On this page we adopt the notation of lower-case \(q\) used in other sections of this chapter, and do not use the upper-case convention to denote a random variable.

First we import a few packages and define the distributions of \(q_1\) and \(q_2\) as described on the previous pages.

import numpy as np
import matplotlib.pyplot as plt
import scipy.stats as stats

s = 0.198
loc = 0.000
scale = 98.058
q_1 = stats.lognorm(s=s, loc=loc, scale=scale)
q_2 = stats.lognorm(s=s, loc=loc, scale=scale)

Part 1#

We can use Monte Carlo simulation to evaluate the problem easily. Remember, there are four essential steps to Monte Carlo Simulation:

Define distributions for random variables (probability density over a domain)
Generate random samples
Do something with the samples (deterministic calculation)
Evaluate the results: e.g., “empirical” PDF, CDF of samples, etc.

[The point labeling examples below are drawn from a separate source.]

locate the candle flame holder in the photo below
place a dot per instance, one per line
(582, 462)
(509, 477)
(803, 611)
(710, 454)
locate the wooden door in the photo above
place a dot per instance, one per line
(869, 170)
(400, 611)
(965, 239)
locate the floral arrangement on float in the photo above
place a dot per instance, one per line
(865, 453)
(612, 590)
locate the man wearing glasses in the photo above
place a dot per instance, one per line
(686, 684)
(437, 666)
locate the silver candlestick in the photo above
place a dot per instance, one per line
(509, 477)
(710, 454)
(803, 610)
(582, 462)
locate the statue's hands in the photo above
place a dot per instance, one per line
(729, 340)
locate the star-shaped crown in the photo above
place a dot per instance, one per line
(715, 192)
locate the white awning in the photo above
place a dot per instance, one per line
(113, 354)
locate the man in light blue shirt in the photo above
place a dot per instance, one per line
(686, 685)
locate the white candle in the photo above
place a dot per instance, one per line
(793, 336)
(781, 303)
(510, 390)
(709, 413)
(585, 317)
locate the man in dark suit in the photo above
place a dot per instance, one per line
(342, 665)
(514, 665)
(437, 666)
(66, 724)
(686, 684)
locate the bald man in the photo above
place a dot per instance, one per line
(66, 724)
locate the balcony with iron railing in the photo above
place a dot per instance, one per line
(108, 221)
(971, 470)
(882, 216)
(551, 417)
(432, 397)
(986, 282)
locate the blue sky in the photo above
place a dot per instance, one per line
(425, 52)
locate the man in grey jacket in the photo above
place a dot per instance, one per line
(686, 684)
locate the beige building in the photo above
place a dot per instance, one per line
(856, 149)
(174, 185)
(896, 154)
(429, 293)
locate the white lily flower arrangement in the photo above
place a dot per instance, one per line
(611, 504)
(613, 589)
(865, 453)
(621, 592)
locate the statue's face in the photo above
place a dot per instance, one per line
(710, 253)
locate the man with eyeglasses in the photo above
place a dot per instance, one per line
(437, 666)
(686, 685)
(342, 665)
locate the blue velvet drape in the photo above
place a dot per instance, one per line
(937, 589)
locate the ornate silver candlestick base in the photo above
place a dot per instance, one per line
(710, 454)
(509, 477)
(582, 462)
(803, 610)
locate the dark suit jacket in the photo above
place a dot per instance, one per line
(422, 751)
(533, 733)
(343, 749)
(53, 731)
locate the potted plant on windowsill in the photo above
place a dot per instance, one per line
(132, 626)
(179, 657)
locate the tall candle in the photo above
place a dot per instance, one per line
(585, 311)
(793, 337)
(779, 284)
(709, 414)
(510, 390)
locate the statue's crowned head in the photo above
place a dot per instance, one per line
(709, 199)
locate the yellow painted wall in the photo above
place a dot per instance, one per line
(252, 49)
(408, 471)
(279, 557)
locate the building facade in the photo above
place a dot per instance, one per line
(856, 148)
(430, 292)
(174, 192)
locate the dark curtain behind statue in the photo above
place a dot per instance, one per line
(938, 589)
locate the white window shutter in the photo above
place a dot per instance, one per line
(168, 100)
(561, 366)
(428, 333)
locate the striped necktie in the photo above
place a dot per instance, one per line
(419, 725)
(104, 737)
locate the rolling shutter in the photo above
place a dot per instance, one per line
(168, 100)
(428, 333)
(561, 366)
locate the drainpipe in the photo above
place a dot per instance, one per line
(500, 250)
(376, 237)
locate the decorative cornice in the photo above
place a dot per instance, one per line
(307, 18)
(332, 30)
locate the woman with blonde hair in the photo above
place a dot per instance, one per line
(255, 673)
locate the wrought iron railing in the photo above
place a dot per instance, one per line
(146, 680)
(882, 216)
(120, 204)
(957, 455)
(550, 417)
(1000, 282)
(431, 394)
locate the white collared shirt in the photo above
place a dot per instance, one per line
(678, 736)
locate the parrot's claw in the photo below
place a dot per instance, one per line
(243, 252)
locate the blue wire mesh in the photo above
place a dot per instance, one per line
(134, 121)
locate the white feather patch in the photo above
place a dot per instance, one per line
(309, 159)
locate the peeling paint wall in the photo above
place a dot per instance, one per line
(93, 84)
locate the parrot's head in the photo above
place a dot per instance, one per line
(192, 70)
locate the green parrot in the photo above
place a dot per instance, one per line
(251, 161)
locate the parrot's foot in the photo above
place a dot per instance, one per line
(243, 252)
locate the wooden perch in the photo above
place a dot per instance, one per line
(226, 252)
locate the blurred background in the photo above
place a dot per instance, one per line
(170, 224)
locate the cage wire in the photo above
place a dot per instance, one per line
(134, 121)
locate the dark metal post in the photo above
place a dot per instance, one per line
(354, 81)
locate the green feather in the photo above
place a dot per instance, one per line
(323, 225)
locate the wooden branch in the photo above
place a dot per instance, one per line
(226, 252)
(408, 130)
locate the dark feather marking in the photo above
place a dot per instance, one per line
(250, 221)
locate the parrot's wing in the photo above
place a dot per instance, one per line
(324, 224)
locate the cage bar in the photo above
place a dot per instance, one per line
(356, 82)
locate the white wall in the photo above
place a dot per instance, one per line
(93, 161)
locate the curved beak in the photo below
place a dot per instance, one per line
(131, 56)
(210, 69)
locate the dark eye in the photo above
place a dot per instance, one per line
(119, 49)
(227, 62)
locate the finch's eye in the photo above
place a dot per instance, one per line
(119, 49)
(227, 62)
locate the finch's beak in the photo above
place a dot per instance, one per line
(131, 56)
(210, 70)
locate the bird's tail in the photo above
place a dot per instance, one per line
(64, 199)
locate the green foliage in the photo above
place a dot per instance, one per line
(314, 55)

The solution below also uses the method of moments on the MCS sample to compare the Normal and Lognormal parametric distributions, as well as includes the “exact” analytic solution for Parts 2 and 3.

N = 10000
sample_1 = q_1.rvs(size=N)
sample_2 = q_2.rvs(size=N)
q = sample_1 + sample_2

q_as_N = stats.norm(*stats.norm.fit(q))
q_as_LN = stats.lognorm(*stats.lognorm.fit(q))

plot_values = np.linspace(100,400,50)
plt.hist(q, bins=plot_values,
         density=True,
         edgecolor='black')
plt.plot(plot_values, q_as_N.pdf(plot_values),
         linewidth=2.5, label='Fit with N')
plt.plot(plot_values, q_as_LN.pdf(plot_values),
         linewidth=2.5, label='Fit with LN')
plt.plot(plot_values,
         stats.norm.pdf(plot_values, loc=200, scale=np.sqrt(800)),
         ':', linewidth=2.5, label='Part 2 and 3')
plt.xlabel('Discharge, $q$ [m$^3$/s]')
plt.ylabel('Density [--]')
plt.legend()

get_index = int(np.floor(0.99*(N + 1)))
print(f'The 99th percentile is index: {get_index}')
q_percentile = np.sort(q)[get_index - 1]
print(f'The 99th percentile from the sample is: {q_percentile:.1f} m^3/s.')
print(f'The inverse CDF of the Normal dist gives: {q_as_N.ppf(0.99):.1f} m^3/s.')
print(f'The inverse CDF of the LogNormal dist gives: {q_as_LN.ppf(0.99):.1f} m^3/s.')

plt.show()

The 99th percentile is index: 9900
The 99th percentile from the sample is: 275.9 m^3/s.
The inverse CDF of the Normal dist gives: 266.3 m^3/s.
The inverse CDF of the LogNormal dist gives: 276.4 m^3/s.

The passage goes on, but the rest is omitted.